Agree with the others - excellent review (perhaps my view is related to the fact that it confirms the wisdom of my rack choice...)
 williap 16 Oct 2014
In reply to UKC Gear:

Good review - only thing I would add is that it would have been nice to see the Zero G nuts compared as well, as it is not uncommon to see these at the Crags, especially on students due to the lower price.
tri-nitro-tuolumne 19 Oct 2014
In reply to UKC Gear:

Yup, great review. Could you do something similar for micro nuts?

Climbing Technology Carved Chocks now added to this review.

http://www.ukclimbing.com/gear/review.php?id=6513
 Toerag 21 Oct 2014
In reply to UKC Gear:
with reference to the metolius curvenuts, their biggest drawback is the width at the narrow (wire) end of the nut - they're wider than things like rocks and wallnuts which stops them seating in some steeply tapering placements.
Post edited at 14:55
In reply to Toerag:

> with reference to the metolius curvenuts, their biggest drawback is the width at the narrow (wire) end of the nut - they're wider than things like rocks and wallnuts which stops them seating in some steeply tapering placements.

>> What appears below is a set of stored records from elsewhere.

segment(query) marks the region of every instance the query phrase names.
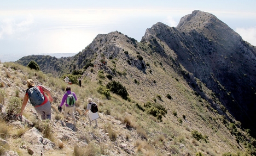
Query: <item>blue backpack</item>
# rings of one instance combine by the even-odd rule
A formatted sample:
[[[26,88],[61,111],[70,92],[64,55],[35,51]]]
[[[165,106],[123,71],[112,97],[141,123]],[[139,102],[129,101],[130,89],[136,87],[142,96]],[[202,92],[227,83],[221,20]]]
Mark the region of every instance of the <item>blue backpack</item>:
[[[33,107],[41,105],[44,101],[44,95],[34,86],[27,90],[30,102]]]
[[[72,92],[71,94],[69,95],[67,93],[66,93],[66,94],[68,96],[67,97],[67,104],[70,107],[74,105],[75,103],[75,99],[73,95],[73,92]]]

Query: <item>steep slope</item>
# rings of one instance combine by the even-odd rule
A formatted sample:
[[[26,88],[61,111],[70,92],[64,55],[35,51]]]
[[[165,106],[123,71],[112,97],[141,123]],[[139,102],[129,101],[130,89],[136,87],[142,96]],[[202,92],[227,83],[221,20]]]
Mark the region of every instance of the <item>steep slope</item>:
[[[158,51],[165,52],[167,46],[173,51],[176,61],[206,84],[255,136],[254,46],[214,15],[199,10],[182,17],[176,28],[156,23],[147,30],[142,42],[148,43],[153,39],[156,41],[152,43]],[[192,86],[195,85],[187,79]],[[202,96],[203,93],[199,91]]]
[[[208,15],[203,16],[205,21],[208,16],[214,17],[208,13],[200,11],[193,12],[194,16],[199,14]],[[239,63],[240,60],[237,55],[240,57],[240,55],[243,55],[245,59],[250,57],[241,51],[237,51],[240,54],[234,55],[236,58],[233,55],[231,57],[225,48],[234,47],[223,47],[225,40],[218,36],[220,34],[212,33],[211,37],[208,33],[205,33],[207,35],[204,35],[201,32],[202,28],[197,28],[201,26],[201,23],[200,26],[193,24],[188,26],[191,30],[188,28],[182,30],[181,28],[189,24],[186,22],[189,18],[192,21],[200,18],[200,16],[195,16],[196,18],[190,16],[184,18],[187,20],[182,18],[177,28],[171,28],[161,23],[156,23],[146,30],[141,42],[118,32],[99,34],[78,54],[58,59],[61,68],[58,75],[72,73],[74,70],[83,70],[83,78],[85,80],[96,81],[99,85],[104,86],[111,80],[120,82],[126,87],[129,94],[129,102],[127,102],[129,104],[119,100],[115,101],[118,101],[119,106],[129,108],[128,112],[131,116],[136,116],[136,122],[150,136],[147,139],[148,142],[155,143],[155,135],[158,137],[162,135],[168,138],[162,146],[157,145],[159,146],[157,148],[161,150],[165,148],[169,152],[175,151],[177,147],[175,146],[179,145],[178,148],[182,151],[180,153],[183,154],[194,153],[201,150],[203,151],[204,153],[219,155],[228,151],[251,150],[250,148],[253,151],[256,142],[255,139],[251,138],[247,133],[248,131],[245,132],[243,129],[244,121],[246,120],[252,125],[255,124],[252,117],[247,116],[249,115],[247,114],[249,111],[247,110],[248,104],[243,105],[241,103],[239,103],[238,100],[242,99],[235,97],[236,94],[231,91],[231,89],[234,87],[243,87],[245,91],[243,89],[243,93],[249,92],[244,83],[252,84],[254,82],[252,76],[255,72],[245,73],[246,75],[240,76],[240,81],[237,80],[237,78],[230,78],[229,76],[231,74],[238,76],[238,70],[240,70],[240,73],[244,73],[248,70]],[[222,28],[222,25],[218,24],[224,24],[216,18],[214,20],[218,22],[207,23],[212,23],[213,26],[216,25],[214,27]],[[194,23],[192,21],[191,23]],[[197,23],[195,22],[195,23]],[[213,31],[211,29],[209,32]],[[220,30],[216,31],[217,33]],[[233,36],[228,36],[229,38]],[[226,39],[228,40],[229,38]],[[253,47],[241,41],[245,54],[246,49],[254,52]],[[253,55],[252,56],[253,58]],[[25,57],[18,62],[26,65],[31,60],[28,58]],[[40,66],[44,65],[38,57],[34,56],[33,59],[39,63]],[[106,61],[107,64],[99,66],[98,65],[103,61]],[[48,63],[48,65],[53,64],[55,61],[56,60],[53,60],[51,64]],[[236,64],[233,63],[235,61]],[[247,65],[244,60],[241,61],[243,65]],[[232,66],[236,70],[232,68]],[[52,73],[56,72],[54,68],[50,67],[48,65],[48,68],[51,70],[46,72]],[[235,72],[234,75],[229,73],[230,70]],[[253,70],[252,69],[252,71]],[[112,80],[106,78],[109,75],[113,77]],[[227,80],[228,78],[228,82],[226,83],[224,80]],[[247,79],[248,80],[245,80]],[[238,84],[228,85],[233,85],[234,83],[238,83]],[[251,86],[253,86],[253,84]],[[167,95],[171,97],[167,97]],[[253,96],[248,97],[251,102],[253,101]],[[150,110],[147,108],[148,102],[166,109],[167,114],[162,116],[161,120],[149,115]],[[113,101],[106,103],[112,102]],[[231,102],[236,104],[232,104]],[[138,108],[144,109],[144,111],[138,110]],[[239,109],[236,110],[237,108]],[[115,110],[112,113],[117,114],[120,111],[120,114],[123,114],[123,109]],[[242,112],[241,116],[238,114],[240,112]],[[149,122],[145,123],[145,121]],[[242,122],[242,126],[239,121]],[[253,126],[251,128],[253,129]],[[206,139],[206,142],[202,140],[198,142],[190,138],[189,136],[194,130],[208,136],[208,140]],[[168,142],[171,142],[171,145]],[[183,148],[184,146],[179,142],[184,145],[185,148]],[[173,145],[175,146],[172,146]],[[253,152],[251,153],[254,153]]]

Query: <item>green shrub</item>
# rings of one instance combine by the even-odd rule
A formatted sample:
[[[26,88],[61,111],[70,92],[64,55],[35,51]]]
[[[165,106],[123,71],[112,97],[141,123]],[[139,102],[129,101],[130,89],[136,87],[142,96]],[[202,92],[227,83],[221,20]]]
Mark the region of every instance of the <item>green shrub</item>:
[[[107,74],[107,75],[106,76],[106,77],[107,77],[107,78],[108,79],[110,79],[110,80],[112,80],[112,78],[113,78],[113,76],[112,76],[112,75],[110,75],[110,74]]]
[[[155,97],[153,97],[153,101],[155,102],[156,102],[156,98]]]
[[[177,116],[177,111],[176,111],[175,110],[173,110],[172,111],[172,114],[173,114],[174,116]]]
[[[6,108],[7,115],[4,117],[5,121],[10,121],[16,118],[16,115],[20,111],[22,101],[15,96],[12,96]]]
[[[167,98],[168,98],[170,99],[172,99],[172,97],[171,96],[171,95],[169,93],[167,93],[167,95],[166,95],[166,97],[167,97]]]
[[[136,79],[134,79],[134,82],[138,85],[139,84],[139,82],[137,81]]]
[[[140,105],[139,104],[138,104],[137,103],[136,103],[135,105],[137,106],[137,107],[138,107],[138,109],[142,110],[143,111],[145,111],[145,109],[144,109],[144,108],[141,105]]]
[[[74,70],[72,72],[73,75],[82,75],[84,73],[84,70],[82,69]]]
[[[68,74],[63,75],[60,77],[60,79],[63,80],[66,78],[66,76],[68,77],[69,82],[72,82],[72,84],[78,84],[78,81],[77,80],[78,79],[78,78],[80,77],[79,75]]]
[[[131,61],[130,61],[129,60],[127,60],[127,63],[129,64],[129,65],[131,65]]]
[[[40,70],[40,67],[38,64],[34,60],[31,60],[30,62],[27,64],[27,66],[31,69],[35,70],[37,71]]]
[[[104,72],[103,71],[99,71],[98,72],[98,77],[101,79],[105,79],[105,76],[104,75]]]
[[[158,98],[158,99],[159,100],[162,100],[162,96],[161,96],[160,95],[156,95],[156,97]]]
[[[109,90],[106,89],[104,86],[100,86],[96,90],[98,93],[104,95],[107,99],[110,99],[111,98]]]
[[[142,61],[142,60],[143,59],[143,58],[142,56],[139,55],[137,55],[137,57],[138,59],[139,60],[140,60],[141,61]]]
[[[94,66],[94,64],[91,63],[90,61],[86,62],[85,65],[83,67],[84,70],[86,70],[89,67],[93,67]]]
[[[208,142],[208,136],[206,135],[202,136],[202,134],[198,132],[197,130],[193,130],[191,132],[191,134],[192,134],[192,136],[197,140],[199,141],[201,139],[203,139],[206,142]]]
[[[5,90],[4,89],[0,89],[0,103],[4,104],[4,98],[5,97]]]
[[[196,156],[204,156],[205,155],[203,155],[203,154],[202,154],[202,153],[201,153],[201,152],[196,152]]]
[[[124,99],[127,99],[129,94],[125,86],[119,82],[112,81],[108,83],[106,86],[107,89],[109,89],[113,93],[119,95]]]
[[[185,115],[182,115],[182,117],[185,119],[186,118],[186,116],[185,116]]]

Is this actually a drawback? The Climbing Technology ones are similar, and whilst I agree that they don't sit well in steeply tapering placements, they sit better in narrower more parallel placements. In my tests with the CT nuts it actually made them more solid placements in some situations, but consequently harder to remove if 'welded' or fallen on.

Alan

 Michael Gordon 21 Oct 2014
In reply to 3leggeddog:

> No surprises there then. What we have always used does the job great. Others are available but frankly there is no point.

> A much more concise review.

> I am a miserable old sod. I find it saddening that racks now look like they were bought from the early learning centre

Agree entirely! On the last point, at least if you have to replace a 3 or 10 you still get it in silver.
 Toerag 28 Oct 2014
In reply to Alan James - Rockfax:

> Is this actually a drawback? The Climbing Technology ones are similar, and whilst I agree that they don't sit well in steeply tapering placements, they sit better in narrower more parallel placements. In my tests with the CT nuts it actually made them more solid placements in some situations, but consequently harder to remove if 'welded' or fallen on.

> Alan

Yes it is - on multiple occasions the wide 'base' has prevented me from placing the nut in a crack that is generally 'wire width' but suddenly gets wider - almost like a pocket on the crackline. Tapering it down to virtually nothing as per a rock or wallnut would improve the placement options greatly.